Sunday, September 5, 2010

When the Hurricane Passed

The other night we decided to go out for ice cream. Hurricane (or tropical storm) Earl was passing far to the south and east and denying us the good soaking rain we really needed. Instead all afternoon we'd been tantalized by sprinkles and small bursts of wind here and there.

Our little trip out that evening was okay. Not great; not horrible. Just okay. Ethan didn't really want to sit at the table in the ice cream shop and eat his dish of strawberry. He wanted to play with the door on the soda machine. Or attempt to go outside. We looked for the train but it wasn't there. Anna kept rambling in her usual six-year-old chatter and I tried to concentrate on what she was saying while also making sure Ethan didn't dash into the street to go look at another of his treasured storm drains or manhole covers.

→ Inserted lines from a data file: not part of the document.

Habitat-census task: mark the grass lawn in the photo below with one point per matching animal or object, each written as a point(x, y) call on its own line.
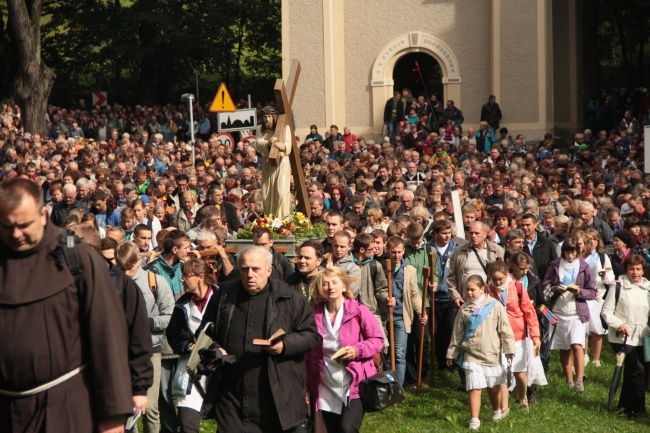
point(444, 408)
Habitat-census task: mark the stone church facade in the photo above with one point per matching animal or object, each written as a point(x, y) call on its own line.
point(526, 52)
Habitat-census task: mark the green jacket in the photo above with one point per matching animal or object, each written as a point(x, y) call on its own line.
point(171, 273)
point(418, 258)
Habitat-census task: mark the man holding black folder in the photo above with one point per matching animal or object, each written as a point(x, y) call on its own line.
point(264, 390)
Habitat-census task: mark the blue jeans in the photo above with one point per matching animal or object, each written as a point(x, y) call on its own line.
point(391, 127)
point(400, 349)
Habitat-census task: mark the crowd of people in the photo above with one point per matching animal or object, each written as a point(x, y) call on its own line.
point(532, 247)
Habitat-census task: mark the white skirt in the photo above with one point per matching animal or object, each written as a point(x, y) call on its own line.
point(479, 376)
point(524, 361)
point(595, 324)
point(570, 330)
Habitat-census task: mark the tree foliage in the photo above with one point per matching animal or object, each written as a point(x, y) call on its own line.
point(147, 51)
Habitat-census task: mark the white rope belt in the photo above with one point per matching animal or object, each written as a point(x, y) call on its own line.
point(45, 386)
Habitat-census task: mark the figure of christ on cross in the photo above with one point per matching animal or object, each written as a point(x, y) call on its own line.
point(276, 178)
point(277, 155)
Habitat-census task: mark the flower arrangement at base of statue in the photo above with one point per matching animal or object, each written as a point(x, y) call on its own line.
point(296, 224)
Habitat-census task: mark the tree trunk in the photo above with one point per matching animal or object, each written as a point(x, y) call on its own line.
point(34, 80)
point(590, 52)
point(240, 43)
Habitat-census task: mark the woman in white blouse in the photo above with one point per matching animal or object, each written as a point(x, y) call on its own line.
point(351, 337)
point(627, 319)
point(594, 255)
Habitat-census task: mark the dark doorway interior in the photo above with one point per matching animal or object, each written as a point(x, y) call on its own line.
point(405, 75)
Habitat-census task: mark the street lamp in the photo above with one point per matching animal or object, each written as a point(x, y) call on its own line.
point(188, 98)
point(196, 74)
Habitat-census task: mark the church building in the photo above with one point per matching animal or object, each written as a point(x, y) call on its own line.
point(355, 53)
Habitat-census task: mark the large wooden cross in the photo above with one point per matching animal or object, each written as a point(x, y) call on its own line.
point(283, 104)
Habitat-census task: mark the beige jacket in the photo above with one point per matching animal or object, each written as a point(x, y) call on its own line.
point(411, 300)
point(485, 345)
point(457, 263)
point(632, 309)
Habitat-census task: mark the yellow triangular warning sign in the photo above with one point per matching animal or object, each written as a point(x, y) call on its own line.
point(222, 101)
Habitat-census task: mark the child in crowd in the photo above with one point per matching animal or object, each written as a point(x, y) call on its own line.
point(525, 327)
point(519, 266)
point(476, 344)
point(572, 284)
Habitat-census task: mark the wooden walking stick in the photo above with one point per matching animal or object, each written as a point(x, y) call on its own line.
point(432, 317)
point(391, 327)
point(425, 290)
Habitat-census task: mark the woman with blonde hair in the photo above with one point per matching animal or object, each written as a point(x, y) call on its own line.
point(594, 255)
point(375, 220)
point(198, 283)
point(349, 330)
point(159, 310)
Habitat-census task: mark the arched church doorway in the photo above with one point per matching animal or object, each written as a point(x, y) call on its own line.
point(425, 82)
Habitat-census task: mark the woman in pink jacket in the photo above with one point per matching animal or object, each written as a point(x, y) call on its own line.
point(351, 337)
point(523, 321)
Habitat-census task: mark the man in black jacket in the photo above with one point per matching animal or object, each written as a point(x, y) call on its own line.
point(62, 209)
point(309, 258)
point(137, 321)
point(215, 198)
point(393, 113)
point(491, 113)
point(264, 390)
point(539, 247)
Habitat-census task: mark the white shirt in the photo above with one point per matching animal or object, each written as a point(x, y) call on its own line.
point(334, 388)
point(473, 266)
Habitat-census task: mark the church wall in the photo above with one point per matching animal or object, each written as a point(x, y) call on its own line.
point(519, 62)
point(561, 66)
point(467, 37)
point(305, 29)
point(495, 43)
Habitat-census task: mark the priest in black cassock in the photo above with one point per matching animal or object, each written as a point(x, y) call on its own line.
point(264, 390)
point(63, 351)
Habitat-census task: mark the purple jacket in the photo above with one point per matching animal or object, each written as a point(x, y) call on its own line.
point(585, 281)
point(360, 330)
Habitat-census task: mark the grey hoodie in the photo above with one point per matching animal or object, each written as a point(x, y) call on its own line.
point(159, 306)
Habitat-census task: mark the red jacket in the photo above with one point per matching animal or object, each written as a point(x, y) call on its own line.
point(359, 329)
point(521, 313)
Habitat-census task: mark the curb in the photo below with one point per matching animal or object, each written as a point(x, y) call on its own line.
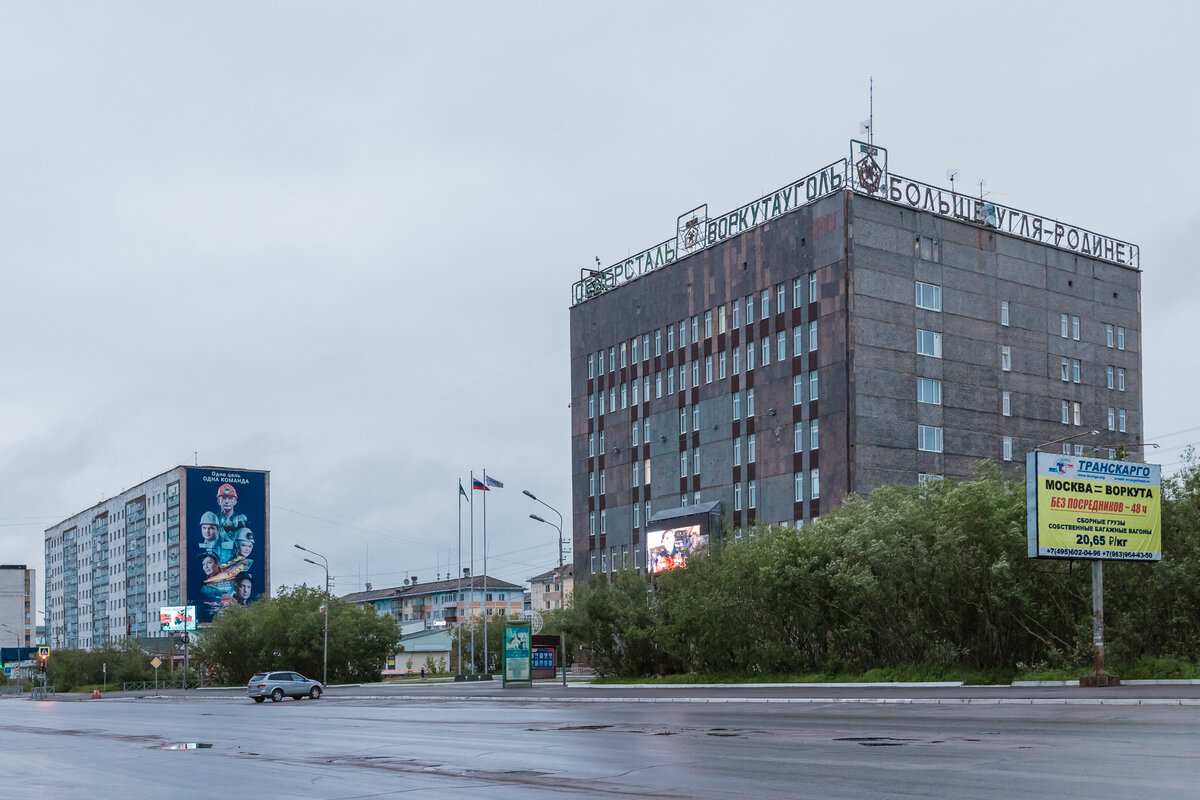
point(790, 701)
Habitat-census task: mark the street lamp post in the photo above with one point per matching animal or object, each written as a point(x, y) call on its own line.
point(324, 648)
point(562, 577)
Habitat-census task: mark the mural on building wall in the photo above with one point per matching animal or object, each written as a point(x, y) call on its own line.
point(226, 539)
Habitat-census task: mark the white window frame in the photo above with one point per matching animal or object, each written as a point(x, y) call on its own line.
point(929, 343)
point(929, 438)
point(929, 390)
point(929, 296)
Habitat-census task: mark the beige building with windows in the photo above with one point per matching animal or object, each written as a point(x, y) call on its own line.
point(551, 589)
point(18, 607)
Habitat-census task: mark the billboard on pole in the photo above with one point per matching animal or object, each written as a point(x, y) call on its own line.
point(1092, 507)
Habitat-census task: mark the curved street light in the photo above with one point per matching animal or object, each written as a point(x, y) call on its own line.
point(562, 577)
point(324, 647)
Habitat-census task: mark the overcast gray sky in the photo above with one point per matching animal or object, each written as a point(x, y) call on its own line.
point(336, 240)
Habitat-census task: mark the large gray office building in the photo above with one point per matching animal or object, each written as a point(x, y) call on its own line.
point(851, 330)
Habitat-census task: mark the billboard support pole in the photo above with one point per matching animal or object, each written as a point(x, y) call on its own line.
point(1099, 677)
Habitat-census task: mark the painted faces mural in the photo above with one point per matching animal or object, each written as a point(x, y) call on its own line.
point(226, 539)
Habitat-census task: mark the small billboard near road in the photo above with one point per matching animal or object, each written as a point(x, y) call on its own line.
point(1092, 507)
point(177, 618)
point(670, 548)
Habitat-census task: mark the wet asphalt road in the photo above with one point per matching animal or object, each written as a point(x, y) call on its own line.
point(460, 740)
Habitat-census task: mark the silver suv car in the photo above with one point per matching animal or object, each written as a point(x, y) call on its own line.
point(277, 685)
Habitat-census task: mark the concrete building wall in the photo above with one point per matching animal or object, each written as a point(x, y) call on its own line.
point(18, 606)
point(851, 264)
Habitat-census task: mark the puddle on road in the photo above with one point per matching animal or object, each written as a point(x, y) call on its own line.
point(189, 745)
point(586, 727)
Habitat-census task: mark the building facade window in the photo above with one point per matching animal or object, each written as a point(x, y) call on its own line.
point(928, 250)
point(929, 438)
point(929, 296)
point(929, 343)
point(929, 390)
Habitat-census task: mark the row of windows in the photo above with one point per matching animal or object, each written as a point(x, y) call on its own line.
point(641, 469)
point(929, 296)
point(639, 348)
point(629, 392)
point(745, 495)
point(929, 343)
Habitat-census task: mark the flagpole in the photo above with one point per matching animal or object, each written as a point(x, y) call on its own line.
point(487, 669)
point(461, 493)
point(471, 583)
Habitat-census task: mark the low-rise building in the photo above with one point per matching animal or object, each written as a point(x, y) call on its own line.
point(551, 589)
point(435, 605)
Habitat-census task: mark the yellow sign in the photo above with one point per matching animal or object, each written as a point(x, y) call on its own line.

He cried for a moment about not going to see the fountain on the town green. No major disasters. But nothing spectacular. We'd had meatloaf for dinner. I picked up milk at CVS while we were out. It was that kind of evening.

As we hopped in the car toward home I suddenly decided to turn down route 159, which runs through the historic part of town. There was a road down that way that was nice to drive around sunset. We turned and hadn't gone more than a half-mile when Dan saw it. "A rainbow!" he exclaimed.

The rest of us couldn't see it at first. We kept winding around the road, craning to see through the trees. Then we took a right turn and there it was, in all of its glory, just above us. The rainbow swept over us, magnificently. I was reminded of my visit to St. Louis, years ago, of driving away and seeing the arch rising up behind us. Except here we were driving through the rainbow, under the rainbow.

Anna happened to have her children's Bible in the car. She took it out and found the story of Noah's Ark, and started reading to us the concluding lines in the story, about the rainbow. Less than three minutes later, the rainbow was gone. The sun must have shifted, and there was absolutely no trace left.

I went poking around online just a minute ago for a children's version of the story (Anna's Bible is who-knows-where right now). This is what I came across, from a page titled "The Rainbow and the Promise:"

And then God said to Noah, "Look up in the sky."

Noah looked up. The storm clouds were drifting away, the bright son was shining against Noah's back. And against the dark grey sky, God made a brilliant rainbow appear. God said to Noah,

"You see, I have set my rainbow in the sky. This will be the sign of the covenant I have made with you and all creatures, to never again destroy the earth by a flood. It will always remind us of the promise made between you and me."

So the next time you see a rainbow, think of Noah and the flood. Remember that God loves you, and no matter how bad the storm, there will always come a bright new day.

That is God's promise, and God always keeps His promises.